Jean Le Sourd was a large, strong man with a great mane of shaggy black hair. He sat at a wooden table in the middle of the tavern. At his table were several men, some who looked like murderers, but one of them, who had an aquiline face and a sallow complexion, looked as if he might be a defrocked priest or scholar. Standing behind Le Sourd was his son Richard, a ten-year-old boy, his face not yet hardened, but with a mop of black hair like his own.

A stooped man came through the door. He was tonsured, suggesting that he might be a cleric of some kind, and he moved with a curious motion, like a bobbing bird. He went straight to the central table and, taking something out from under his shirt, laid it in front of Le Sourd.

Le Sourd picked it up and examined it carefully. It was a pendant on a golden chain.
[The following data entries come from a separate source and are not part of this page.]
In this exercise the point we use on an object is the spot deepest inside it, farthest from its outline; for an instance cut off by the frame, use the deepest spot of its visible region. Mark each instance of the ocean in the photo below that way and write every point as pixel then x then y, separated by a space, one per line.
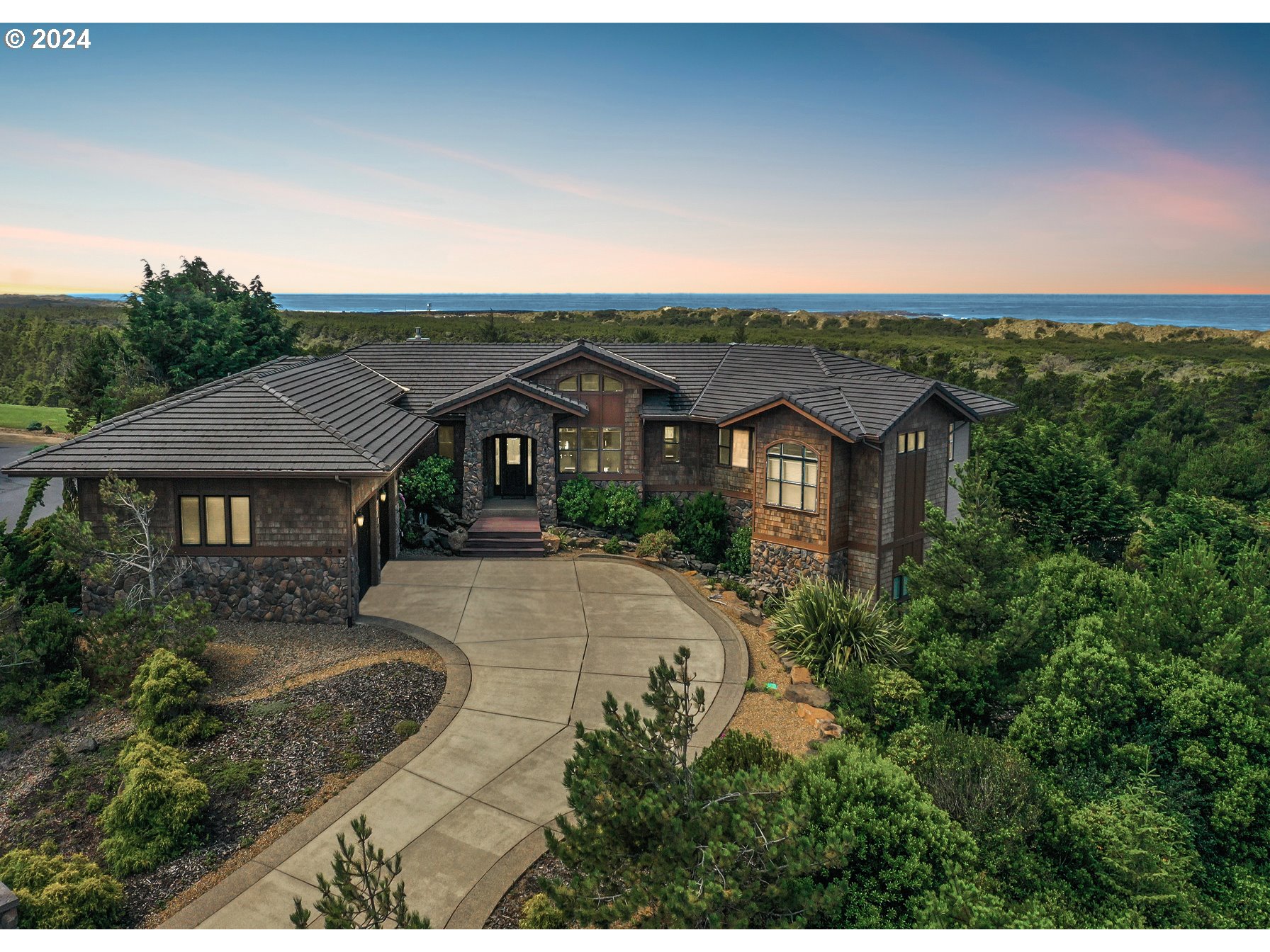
pixel 1230 311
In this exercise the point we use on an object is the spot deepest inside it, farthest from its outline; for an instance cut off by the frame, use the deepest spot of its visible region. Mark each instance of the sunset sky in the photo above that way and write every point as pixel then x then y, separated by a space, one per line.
pixel 626 159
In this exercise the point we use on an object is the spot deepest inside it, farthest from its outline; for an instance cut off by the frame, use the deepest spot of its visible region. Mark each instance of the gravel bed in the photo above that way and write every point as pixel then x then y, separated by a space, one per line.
pixel 283 750
pixel 507 913
pixel 248 658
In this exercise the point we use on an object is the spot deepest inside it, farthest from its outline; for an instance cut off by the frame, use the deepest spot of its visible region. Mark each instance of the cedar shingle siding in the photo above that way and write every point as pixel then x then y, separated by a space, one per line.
pixel 313 441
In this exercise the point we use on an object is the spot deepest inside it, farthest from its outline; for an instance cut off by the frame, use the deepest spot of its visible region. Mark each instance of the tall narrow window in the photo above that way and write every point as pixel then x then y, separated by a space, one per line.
pixel 191 522
pixel 588 460
pixel 793 474
pixel 611 442
pixel 671 445
pixel 567 448
pixel 213 516
pixel 240 521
“Unusual,” said Le Sourd. He passed it across to the man who looked like a scholar. The scholar inspected it, remarked that it wasn’t from Paris and gave it back. Le Sourd turned to the stooping man: “We’ll have to find out what it’s worth. You’ll get your share.”

Those were the rules of Le Sourd’s kingdom. Whatever was stolen was brought to him. He found the market and gave the thief a share. Once or twice men had tried to bypass the system. One was found with his throat slit. Another disappeared.

The stooping man moved to the back of the room to join some of his fellows. Jean Le Sourd resumed his conversation with the scholar. And several minutes passed before the door of the tavern opened again.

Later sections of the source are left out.